Abgeordneter Johann Singer (ÖVP): Geschätzter Herr Präsident! Geschätzter Herr Präsident des Rechnungshofes! Sehr geehrte Kolleginnen und Kollegen! Der Bundes­rechnungshof legte einen umfassenden Jahrestätigkeitsbericht für das Jahr 2009 vor, der die Vielzahl der gemachten Anregungen und Maßnahmen widerspiegelt, die zu mehr Sparsamkeit, Zweckmäßigkeit und Wirtschaftlichkeit führen sollen.

Es ist für mich daher sehr erfreulich, dass diese Berichte einen von Jahr zu Jahr stei­genden Umsetzungsgrad ausweisen können.
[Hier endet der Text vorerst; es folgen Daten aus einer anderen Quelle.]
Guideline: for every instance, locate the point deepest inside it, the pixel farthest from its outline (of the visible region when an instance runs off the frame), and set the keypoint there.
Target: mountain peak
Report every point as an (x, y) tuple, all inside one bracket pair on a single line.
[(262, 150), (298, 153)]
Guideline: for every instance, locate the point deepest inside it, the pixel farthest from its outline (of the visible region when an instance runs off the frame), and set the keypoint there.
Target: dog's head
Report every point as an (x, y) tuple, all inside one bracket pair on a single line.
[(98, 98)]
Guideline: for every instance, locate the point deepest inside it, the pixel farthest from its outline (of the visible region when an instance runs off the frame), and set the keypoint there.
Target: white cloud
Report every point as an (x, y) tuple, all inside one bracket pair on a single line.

An dieser Stelle möchte auch ich, so wie viele Kolleginnen und Kollegen vor mir, den Dank aussprechen, der dem Bundesrech­nungshof gebührt. Dieser Dank bezieht sich auf die Arbeit, die in diesem Bericht aus­gewiesen ist.

Sehr geehrte Damen und Herren! Dieser Bericht beschäftigt sich auch sehr eingehend mit mehr Kompetenzen für den Rechnungshof, und da insbesondere mit der Auswei­tung der Prüfungskompetenz für die Gemeinden. Mit einem Entschließungsantrag vom September vergangenen Jahres haben wir die Bundesregierung aufgefordert, eine Neu­ordnung der Kompetenzen für die Gebarungsprüfungen der Gemeinden zu erarbeiten.
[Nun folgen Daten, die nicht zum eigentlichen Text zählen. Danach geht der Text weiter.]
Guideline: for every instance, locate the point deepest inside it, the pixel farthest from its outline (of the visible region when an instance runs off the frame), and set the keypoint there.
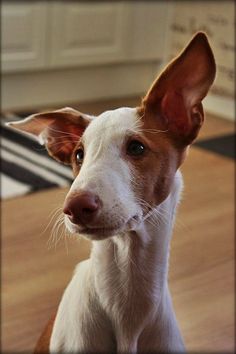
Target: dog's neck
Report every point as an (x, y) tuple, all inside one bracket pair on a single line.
[(134, 266)]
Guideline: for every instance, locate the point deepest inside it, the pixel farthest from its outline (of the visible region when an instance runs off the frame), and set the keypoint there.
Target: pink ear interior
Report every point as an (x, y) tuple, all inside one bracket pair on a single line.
[(177, 93), (60, 131)]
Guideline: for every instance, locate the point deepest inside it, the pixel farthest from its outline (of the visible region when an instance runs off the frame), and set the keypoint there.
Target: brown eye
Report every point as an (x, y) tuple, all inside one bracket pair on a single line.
[(79, 155), (135, 148)]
Ich begrüße diese Neuordnung der Prüfungskompetenzen, aber Prüfungen allein erge­ben noch keine Veränderung. Denn, sehr geehrte Damen und Herren, warum es den Gemeinden – und vor allem den kleinen und mittleren Gemeinden – finanziell schlecht geht, wissen wir ja. Insbesondere Kollege Jakob Auer hat heute Vormittag eine Viel­zahl von Gründen aufgezeigt, die dazu geführt haben.

Wir müssen alle Ressourcen darauf verwenden, strukturelle Veränderungen zu schaf­fen. Insbesondere in der Abgangsdeckung der Krankenanstalten und der Finanzierung der Pflege und Betreuung, also jener Bereiche, die vor allem durch die demographi­sche Entwicklung beeinflusst sind, brauchen wir Lösungen.

Vielfach wurden heute Änderungen des Finanzausgleichs als Allheilmittel dargestellt. – Ja, ich bekenne mich auch dazu, dass hier noch Verbesserungen für kleine und mittle­re Gemeinden umgesetzt werden müssen. Es können allerdings nur jene Mittel verteilt werden, die auch eingenommen werden. Wie wir wissen, müssen wir aber leider eine rückläufige Steuereinnahmensituation zur Kenntnis nehmen. Realistisch gesehen wer­den wir daher die Abgänge der Gemeinden weder über den Finanzausgleich abdecken noch über mehr Prüfungen verhindern können.

Wir müssen uns mit den Ursachen beschäftigen und dafür Lösungen finden, und da kann der Rechnungshof einen wichtigen Beitrag leisten. – Danke. (Beifall bei der ÖVP.)